The Northeastern Gulf of Mexico is on the minds of billions throughout the world right now due to the biggest environmental disaster in US history. Now that it is about to be damaged for the foreseeable future and beyond, there is interest in describing the gulf in terms of its classification as a biome, or entity that sustains life in many forms.

First, the Gulf of Mexico is predominantly a marine biome. Marine is a term that applies to saline water in concentrations that are higher than any other aquatic biome. In the Marine biome, there are the open ocean, coral reef and estuary biomes. The Northeastern gulf is also host to the brackish and inter coastal biomes that have been packed with life of all types.

The marine biome is broken down further into the intertidal zone, where the ocean and land come together and where much of ocean or marine life that we know and thrive on lives in the shallower saline and brackish waters.

The pelagic zone is farther from land and is the actual open ocean where surface plants, fish and animals live. Any deeper and light does not penetrate enough to sustain aquatic plants. At depth there is also far less oxygen, and the water is much colder.

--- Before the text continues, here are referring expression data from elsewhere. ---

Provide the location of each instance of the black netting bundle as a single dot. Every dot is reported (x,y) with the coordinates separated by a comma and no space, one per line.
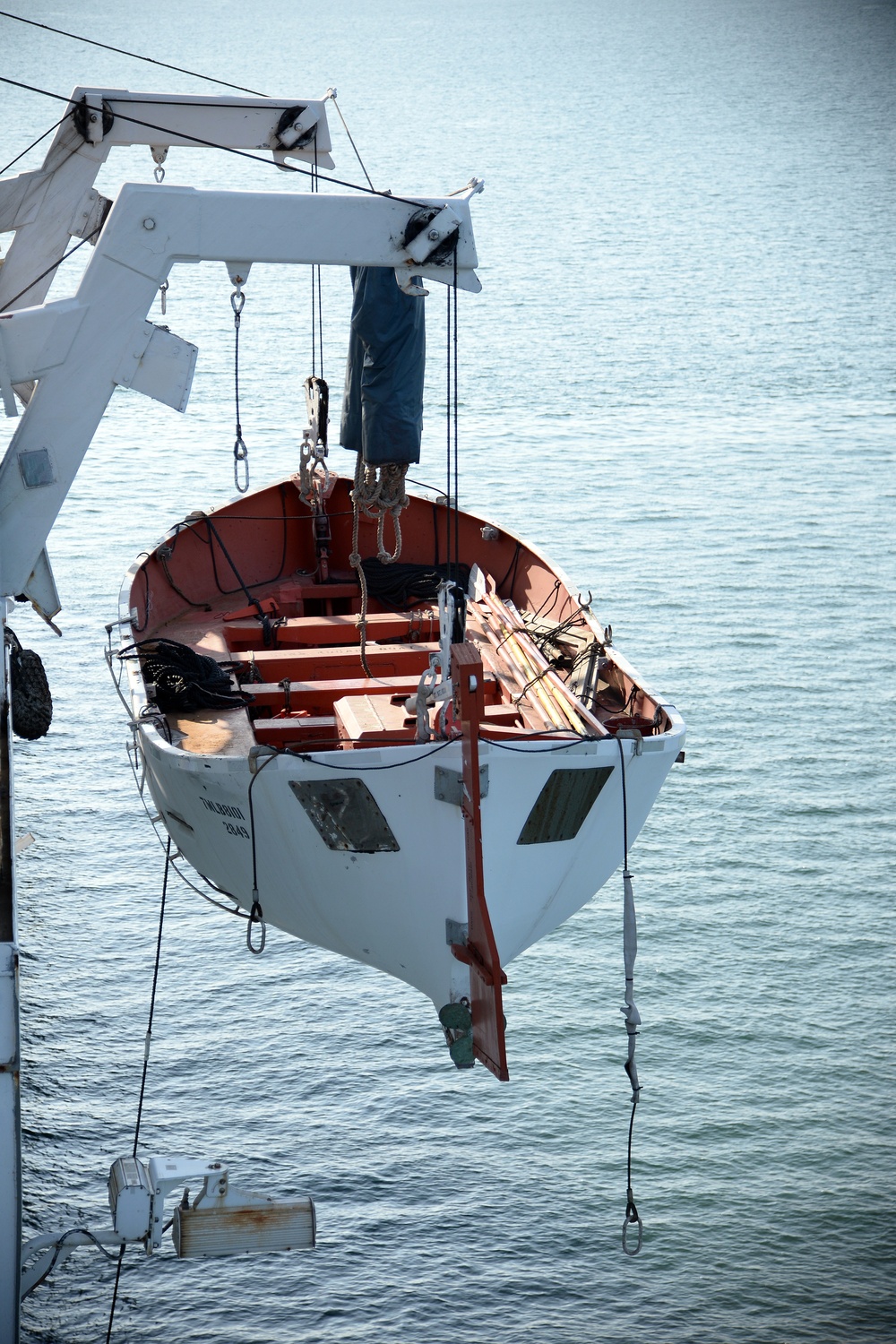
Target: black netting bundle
(29,691)
(183,679)
(402,586)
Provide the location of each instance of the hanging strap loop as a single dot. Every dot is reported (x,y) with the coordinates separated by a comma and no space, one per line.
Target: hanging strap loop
(241,452)
(632,1219)
(255,917)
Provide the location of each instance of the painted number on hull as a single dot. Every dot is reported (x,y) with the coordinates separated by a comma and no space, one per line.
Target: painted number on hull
(225,811)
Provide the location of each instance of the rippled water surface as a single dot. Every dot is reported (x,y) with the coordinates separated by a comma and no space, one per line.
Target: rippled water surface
(680,381)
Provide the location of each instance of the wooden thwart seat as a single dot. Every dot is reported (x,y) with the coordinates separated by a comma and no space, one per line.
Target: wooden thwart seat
(304,631)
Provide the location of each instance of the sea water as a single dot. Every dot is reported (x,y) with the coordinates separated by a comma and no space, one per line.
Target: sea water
(680,382)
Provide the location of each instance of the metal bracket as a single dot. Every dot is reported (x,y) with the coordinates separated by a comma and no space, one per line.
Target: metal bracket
(455,932)
(449,785)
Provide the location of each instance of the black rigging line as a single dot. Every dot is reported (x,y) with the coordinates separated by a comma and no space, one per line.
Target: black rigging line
(134,56)
(5,168)
(212,144)
(65,257)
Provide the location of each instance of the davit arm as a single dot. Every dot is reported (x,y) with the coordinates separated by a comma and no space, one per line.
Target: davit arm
(78,349)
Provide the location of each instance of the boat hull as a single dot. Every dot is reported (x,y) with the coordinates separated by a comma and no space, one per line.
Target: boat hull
(390,909)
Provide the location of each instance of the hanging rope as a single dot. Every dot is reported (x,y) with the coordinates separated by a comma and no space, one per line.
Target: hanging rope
(147,1046)
(632,1015)
(452,516)
(241,452)
(331,93)
(255,913)
(378,492)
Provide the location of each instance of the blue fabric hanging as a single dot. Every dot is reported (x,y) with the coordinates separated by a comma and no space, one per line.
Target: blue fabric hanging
(383,401)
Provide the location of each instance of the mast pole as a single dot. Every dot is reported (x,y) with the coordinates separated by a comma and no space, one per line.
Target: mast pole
(10,1112)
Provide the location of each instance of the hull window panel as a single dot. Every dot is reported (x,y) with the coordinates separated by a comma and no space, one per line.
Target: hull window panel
(563,804)
(346,814)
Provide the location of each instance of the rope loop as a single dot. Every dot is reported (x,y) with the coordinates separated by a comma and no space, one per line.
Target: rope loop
(255,917)
(241,459)
(632,1219)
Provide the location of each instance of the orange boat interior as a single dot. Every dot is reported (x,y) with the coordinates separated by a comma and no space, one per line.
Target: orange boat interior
(265,585)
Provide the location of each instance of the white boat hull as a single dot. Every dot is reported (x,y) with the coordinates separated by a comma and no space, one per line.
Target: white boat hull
(390,909)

The benthic zone is essentially the bottom of the ocean, except for the deepest parts which are the abyssal zone and then the hadal or deepest trenches. The benthic zone can be in shallower waters, where coral reefs, aquatic plants and the life forms that depend on them live, or it can be in the colder less oxygenated and very dark deeper waters where only scavengers can thrive on everything from falling dead material or even chemicals and hydrocarbons that seep from vents or breaks in the ocean floor.

Recently, deep, cool water coral reefs were discovered in the Gulf of Mexico. These reefs were found to be thriving with living corals, crustaceans, fish and anemones.This was a major discovery since it is estimated that only about 1 percent of the theoretical reefs of this type in the whole world have actually been seen or noted.

Since aquatic plants need photosynthesis to thrive, another way of describing the marine biome of the Gulf of Mexico is in terms of light penetration: there are the daylight, twilight and midnight zones, depending on the depth of the water. Recently a massive entire coral reef was

A special zone, the Hypoxic Zone, extends from the mouth of the Mississippi river and extends Westward to Texas. This zone forms every Summer as a result of  nutrient loaded discharge from the Mississippi River. The less dense freshwater creates stratification and blocking of circulation with the dense deeper water which loses it’s ability to pick up oxygen from the oxygen rich surface water. The nutrients can come from farming, sewage disposal, naturally occuring nutrients that wash in and from other sources.